Sports you can do with your dog

Is your dog looking a bit round around the tum? Does a 20 minute walk take twice as long as it used to? Or maybe it’s you who could be doing with a little reshaping? If so, it’s time for you two to get properly moving.

There’s lots of way you and your dog can exercise as a team of two. Not only are you guaranteed to have fun, be fitter and leaner, but you’ll both also have more energy. What’s not to like? So what are the sports you can do as a twosome? Well, take a look at the following:


A sport for all dog breeds, Cani-cross is running with your dog harnessed to you. He or she goes in pole position (ie at the front) and you shout commands from the rear. There’s a whole dictionary of commands specifically for the sport. Not only is your dog getting exercise, but also using her or her brain at the same time. Just as you would with jogging, start off with small distances then increase as you both start to feel stronger.

Equipment: a dog harness, long bungee-type lead and waist hip belt for you.


This is like Cani-cross with the difference being you’re cycling rather than running with your dog. Again, it’s suitable for all breeds, although probably best for bigger dogs since the bike will add weight. Again, like Cani-cross this involves commanding

your dog from the rear, with a special in-built lingo to learn. It’s done on bike trails in the countryside, since road cycling would prove far too dangerous. Expect a few bruises in while your dog gets used to running with the bike; a quick or wrong turn by your canine friend and you’ll be on the ground.

Equipment: same as for cani-cross, with bike

Roller Blading

More of a pulling activity for the dog than Cani-cross and Bike-joring, Roller blading involves your dog propelling you along the path while you wear skates (just make sure they keep at a steady pace or go whizzing). This is a particularly fun activity, but one in which your pooch will be getting more exercise than you. And don’t feel guilty about him or her having to haul you along. Most vets agree that pulling strengthens your dog’s muscles, making them more supportive and cushioned – which particularly helps breeds prone to hip problems, such as German Shepherds.

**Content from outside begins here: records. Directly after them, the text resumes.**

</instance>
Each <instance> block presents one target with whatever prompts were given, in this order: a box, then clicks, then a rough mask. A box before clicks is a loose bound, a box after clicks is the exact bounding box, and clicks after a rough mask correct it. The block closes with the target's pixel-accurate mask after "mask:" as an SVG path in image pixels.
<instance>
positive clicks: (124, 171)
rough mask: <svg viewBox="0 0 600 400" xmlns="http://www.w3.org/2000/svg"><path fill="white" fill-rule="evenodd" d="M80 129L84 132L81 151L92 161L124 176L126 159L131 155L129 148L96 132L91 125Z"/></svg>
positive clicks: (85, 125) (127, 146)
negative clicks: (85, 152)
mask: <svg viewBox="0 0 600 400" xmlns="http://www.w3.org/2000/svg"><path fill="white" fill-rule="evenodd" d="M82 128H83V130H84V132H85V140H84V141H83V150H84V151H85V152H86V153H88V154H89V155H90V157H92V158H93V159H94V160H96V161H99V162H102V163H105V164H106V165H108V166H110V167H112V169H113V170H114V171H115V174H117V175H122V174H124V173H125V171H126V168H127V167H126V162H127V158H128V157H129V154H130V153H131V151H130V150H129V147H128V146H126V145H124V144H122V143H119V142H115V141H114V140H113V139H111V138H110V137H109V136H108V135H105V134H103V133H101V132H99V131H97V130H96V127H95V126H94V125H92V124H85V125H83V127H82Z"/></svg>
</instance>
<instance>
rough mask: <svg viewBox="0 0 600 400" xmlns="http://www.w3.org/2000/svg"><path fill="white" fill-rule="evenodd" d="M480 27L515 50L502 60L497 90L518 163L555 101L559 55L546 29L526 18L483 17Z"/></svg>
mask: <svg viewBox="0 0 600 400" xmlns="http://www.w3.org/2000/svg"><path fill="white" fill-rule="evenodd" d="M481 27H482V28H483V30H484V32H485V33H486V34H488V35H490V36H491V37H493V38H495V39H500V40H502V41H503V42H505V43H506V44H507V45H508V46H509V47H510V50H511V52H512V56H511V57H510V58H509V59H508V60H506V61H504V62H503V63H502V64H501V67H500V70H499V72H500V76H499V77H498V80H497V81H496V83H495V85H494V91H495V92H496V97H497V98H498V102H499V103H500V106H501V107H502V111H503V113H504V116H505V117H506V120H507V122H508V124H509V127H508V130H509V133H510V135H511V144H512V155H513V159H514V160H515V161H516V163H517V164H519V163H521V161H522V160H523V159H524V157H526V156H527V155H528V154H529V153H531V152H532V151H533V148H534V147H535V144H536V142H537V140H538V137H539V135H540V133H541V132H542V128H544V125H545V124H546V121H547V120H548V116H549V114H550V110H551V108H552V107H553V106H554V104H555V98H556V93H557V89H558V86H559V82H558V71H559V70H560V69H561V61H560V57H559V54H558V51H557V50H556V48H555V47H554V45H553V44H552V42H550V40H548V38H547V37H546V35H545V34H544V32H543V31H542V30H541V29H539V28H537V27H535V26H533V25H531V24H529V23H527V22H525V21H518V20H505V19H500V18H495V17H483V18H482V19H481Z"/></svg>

Equipment: roller blades, dog harness, bungee-type lead and waist hip belt.


Different to the other sports we’ve mentioned in the sense this is a team event, Flyball involves getting your dog to jump over four obstacles, pick up a ball from a box it has to trigger, then race back over the obstacles again. When he or she returns, the next dog goes. This is a relay race where two teams of 4 dogs each, compete against each other. There are more than 200 Flyball clubs currently in the UK and its popularity is steadily increasing. No wonder – it’s great fun and suitable for all breeds and sizes of dog. This has the added bonus of you both making new friends.

Equipment – box, tennis balls, jumps

The above are just a taster of some of the growing number of sports you and your dog can get involved in. Doing one of the above activities together is a great way to get fit, protect against illness and make your bond even stronger. When are you going to get started?